Samaritan viene distrutto, si salvano Fusco e Shaw, e la Macchina riesce a tornare sulla Terra, forse pronta a proseguire la missione che suo padre le aveva dato e che ora lei ha cominciato a comprendere sul serio. Ancora una volta torna in gioco la metafora genitoriale, che a sua volta dà spessore al grande tema della crescita e del cambiamento. Se c’è un filo conduttore di tutta la serie è proprio quello dell’apprendimento, della capacità di imparare dai propri errori per migliorare se stessi. E se è vero che questo vale per tutti, partendo da Harold che in cinque stagioni mette e rimette in discussione le sue credenze e convinzioni, e finendo con Fusco che da parassita inetto diventa eroe e idolo delle folle (televisive), è chiaro che il processo vale soprattutto per la Macchina: tutto il finale è un unico racconto con cui la Macchina svela di aver sondato l’animo degli uomini per imparare a capirlo, e per imparare perché il lavoro svolto agli ordini di Harold era importante.
C’è pure fin troppo zucchero, siamo evidentemente di fronte a un finale un po’ retorico e smielato. E neppure possiamo considerare granché originale il messaggio finale espresso dalla Macchina in maniera parecchio esplicita: se aiuti gli altri, se qualcuno ricorderà il bene che hai fatto, allora la tua vita avrà avuto un significato e in qualche modo sconfiggerai la morte.

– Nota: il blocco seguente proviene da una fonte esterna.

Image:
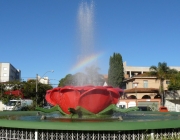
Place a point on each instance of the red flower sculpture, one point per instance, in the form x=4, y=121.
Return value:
x=91, y=98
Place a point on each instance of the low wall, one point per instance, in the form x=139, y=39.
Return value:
x=41, y=130
x=1, y=106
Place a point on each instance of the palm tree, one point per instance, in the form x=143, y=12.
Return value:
x=162, y=72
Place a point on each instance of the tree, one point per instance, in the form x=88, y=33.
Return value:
x=68, y=80
x=162, y=72
x=116, y=70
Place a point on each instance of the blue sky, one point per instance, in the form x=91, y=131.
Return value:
x=41, y=35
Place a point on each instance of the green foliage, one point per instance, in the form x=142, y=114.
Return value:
x=174, y=82
x=116, y=70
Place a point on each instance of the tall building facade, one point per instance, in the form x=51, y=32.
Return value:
x=9, y=73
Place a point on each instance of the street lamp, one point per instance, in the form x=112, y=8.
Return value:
x=135, y=85
x=37, y=81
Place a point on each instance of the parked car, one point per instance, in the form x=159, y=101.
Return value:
x=143, y=108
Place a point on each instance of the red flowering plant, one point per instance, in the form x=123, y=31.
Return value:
x=88, y=99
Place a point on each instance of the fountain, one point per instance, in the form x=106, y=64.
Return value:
x=87, y=112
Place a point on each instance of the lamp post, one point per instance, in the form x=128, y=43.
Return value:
x=135, y=85
x=37, y=81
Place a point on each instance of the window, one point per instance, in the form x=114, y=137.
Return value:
x=145, y=83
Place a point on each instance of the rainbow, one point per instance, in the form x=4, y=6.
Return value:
x=84, y=62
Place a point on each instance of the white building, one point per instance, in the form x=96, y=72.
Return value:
x=9, y=73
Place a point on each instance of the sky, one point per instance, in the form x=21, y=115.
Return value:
x=37, y=36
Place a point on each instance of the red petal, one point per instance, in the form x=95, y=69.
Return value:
x=95, y=99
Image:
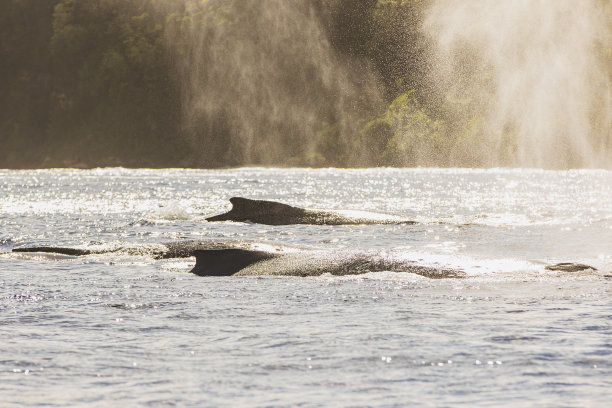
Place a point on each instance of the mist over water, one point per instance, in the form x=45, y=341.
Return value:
x=529, y=78
x=263, y=77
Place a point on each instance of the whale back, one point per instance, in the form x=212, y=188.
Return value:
x=260, y=211
x=226, y=262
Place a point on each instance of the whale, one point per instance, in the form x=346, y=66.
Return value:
x=569, y=267
x=276, y=213
x=246, y=262
x=246, y=258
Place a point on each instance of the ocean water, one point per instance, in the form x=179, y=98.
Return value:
x=127, y=330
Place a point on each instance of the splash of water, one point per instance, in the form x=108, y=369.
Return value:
x=529, y=80
x=260, y=78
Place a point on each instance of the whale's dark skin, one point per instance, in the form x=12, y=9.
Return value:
x=244, y=258
x=179, y=249
x=569, y=267
x=244, y=262
x=274, y=213
x=241, y=258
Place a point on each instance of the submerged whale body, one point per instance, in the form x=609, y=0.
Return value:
x=243, y=258
x=227, y=258
x=275, y=213
x=244, y=262
x=569, y=267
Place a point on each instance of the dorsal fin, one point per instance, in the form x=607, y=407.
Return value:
x=226, y=262
x=241, y=205
x=261, y=211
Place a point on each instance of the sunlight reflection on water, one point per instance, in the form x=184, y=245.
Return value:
x=124, y=329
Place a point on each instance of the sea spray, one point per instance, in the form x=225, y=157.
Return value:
x=526, y=83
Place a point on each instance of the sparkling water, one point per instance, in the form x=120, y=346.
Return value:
x=127, y=330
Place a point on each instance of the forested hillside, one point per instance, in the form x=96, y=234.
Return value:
x=192, y=83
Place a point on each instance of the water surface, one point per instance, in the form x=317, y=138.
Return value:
x=116, y=329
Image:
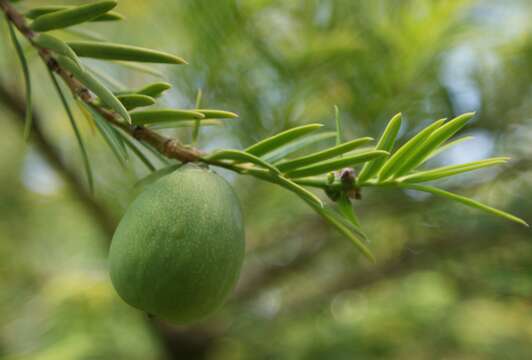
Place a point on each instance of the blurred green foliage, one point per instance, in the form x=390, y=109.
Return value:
x=449, y=282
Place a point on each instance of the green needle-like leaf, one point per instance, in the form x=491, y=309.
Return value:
x=339, y=127
x=394, y=162
x=71, y=16
x=58, y=46
x=156, y=175
x=134, y=101
x=300, y=191
x=217, y=114
x=446, y=171
x=87, y=79
x=110, y=51
x=77, y=133
x=130, y=144
x=313, y=158
x=28, y=117
x=346, y=209
x=331, y=165
x=447, y=146
x=385, y=143
x=464, y=200
x=186, y=124
x=142, y=68
x=357, y=238
x=154, y=90
x=109, y=134
x=43, y=10
x=297, y=145
x=159, y=116
x=438, y=137
x=242, y=156
x=197, y=124
x=272, y=143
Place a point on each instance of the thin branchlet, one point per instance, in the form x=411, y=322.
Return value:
x=169, y=147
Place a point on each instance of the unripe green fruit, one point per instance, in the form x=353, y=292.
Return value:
x=178, y=250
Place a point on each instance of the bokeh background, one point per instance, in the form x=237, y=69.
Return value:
x=449, y=282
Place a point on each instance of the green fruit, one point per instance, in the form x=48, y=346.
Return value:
x=178, y=250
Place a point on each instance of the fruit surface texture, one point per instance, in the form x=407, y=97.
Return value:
x=178, y=250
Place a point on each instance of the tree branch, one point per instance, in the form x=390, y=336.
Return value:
x=103, y=217
x=169, y=147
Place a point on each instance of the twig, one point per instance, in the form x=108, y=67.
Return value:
x=169, y=147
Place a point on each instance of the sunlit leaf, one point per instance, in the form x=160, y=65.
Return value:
x=336, y=164
x=357, y=238
x=163, y=115
x=217, y=114
x=438, y=137
x=297, y=145
x=43, y=10
x=400, y=155
x=446, y=171
x=339, y=128
x=313, y=158
x=142, y=68
x=156, y=175
x=134, y=101
x=186, y=123
x=447, y=146
x=77, y=133
x=131, y=145
x=300, y=191
x=385, y=143
x=464, y=200
x=87, y=79
x=58, y=46
x=109, y=134
x=111, y=51
x=28, y=117
x=272, y=143
x=71, y=16
x=242, y=156
x=345, y=207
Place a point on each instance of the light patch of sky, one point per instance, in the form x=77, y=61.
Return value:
x=38, y=177
x=478, y=148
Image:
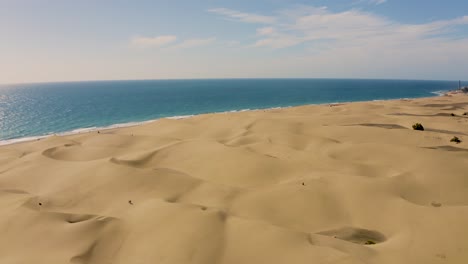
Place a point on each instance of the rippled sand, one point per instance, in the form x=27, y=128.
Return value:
x=349, y=183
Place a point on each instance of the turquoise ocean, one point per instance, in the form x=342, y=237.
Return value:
x=28, y=111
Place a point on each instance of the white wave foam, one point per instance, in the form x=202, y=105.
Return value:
x=440, y=93
x=19, y=140
x=179, y=117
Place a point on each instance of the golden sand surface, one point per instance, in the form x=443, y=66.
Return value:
x=347, y=183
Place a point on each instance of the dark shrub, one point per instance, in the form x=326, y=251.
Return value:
x=418, y=126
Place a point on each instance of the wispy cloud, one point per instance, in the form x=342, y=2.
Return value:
x=169, y=42
x=312, y=25
x=369, y=2
x=191, y=43
x=158, y=41
x=377, y=2
x=266, y=31
x=243, y=17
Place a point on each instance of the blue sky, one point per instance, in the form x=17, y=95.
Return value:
x=67, y=40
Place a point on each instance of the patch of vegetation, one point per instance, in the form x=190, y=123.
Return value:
x=418, y=126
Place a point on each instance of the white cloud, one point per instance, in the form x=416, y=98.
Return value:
x=158, y=41
x=312, y=25
x=266, y=31
x=370, y=2
x=191, y=43
x=243, y=17
x=377, y=2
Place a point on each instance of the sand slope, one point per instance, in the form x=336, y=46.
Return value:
x=311, y=184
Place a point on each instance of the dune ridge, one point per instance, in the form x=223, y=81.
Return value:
x=347, y=183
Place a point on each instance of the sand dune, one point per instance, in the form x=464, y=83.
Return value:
x=348, y=183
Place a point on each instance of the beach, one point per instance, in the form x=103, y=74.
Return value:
x=333, y=183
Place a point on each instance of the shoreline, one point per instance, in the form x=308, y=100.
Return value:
x=306, y=180
x=83, y=130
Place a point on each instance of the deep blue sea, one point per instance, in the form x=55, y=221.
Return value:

Roba da poster motivazionale, a voler essere cinici. Eppure era difficile fare diversamente, perché la trasformazione da Macchina a Persona non ha riguardato solo la “Machine”, ma anche tutti gli altri personaggi: all’inizio della serie John era una macchina da guerra, Harold una macchina razionale, Root era una macchina assassina, Shaw era la versione femminile e pure più fredda di John, Fusco era un animaletto viscido mosso solo dagli istinti e dall’egoismo. Pian piano, nel vivere le comuni (dis)avventure, questi personaggi hanno acquistato dei sentimenti, uno scopo, delle relazioni, compiendo di fatto lo stesso percorso della Macchina che era contemporaneamente strumento, alleato e datore di lavoro.
C’è un punto, durante l’episodio finale, in cui la Macchina spiega come la vita degli umani abbia valore proprio perché effimera, non-perpetua. Nell’assistere a 56 milioni di morti solo nell’ultimo anno, la Macchina ha cercato di capire quali fossero quelle significative e quelle no, scoprendo il valore nelle relazioni fra le persone, capaci di lasciare un’impronta in grado di sopravvivere alla morte del corpo. Una considerazione che, ovviamente, dà ulteriore valore al sacrificio di John, e permette alla Macchina di diventare più consapevole, di essere una “persona”, capace di portare avanti il lavoro anche senza Harold, perché ormai non ha più bisogno di un umano che le spieghi cosa è giusto fare, visto che l’ha imparato da sola.
Un passaggio di consegne dunque, che prescinde dalla natura biologica dei genitori e dei figli e punta tutto sull’importanza di lasciare qualcosa di positivo nel mondo, che sia una Macchina senziente capace di salvare vite umane, o una semplice serie tv abbastanza buona da lasciare un ricordo affettuoso nel cuore dei suoi spettatori.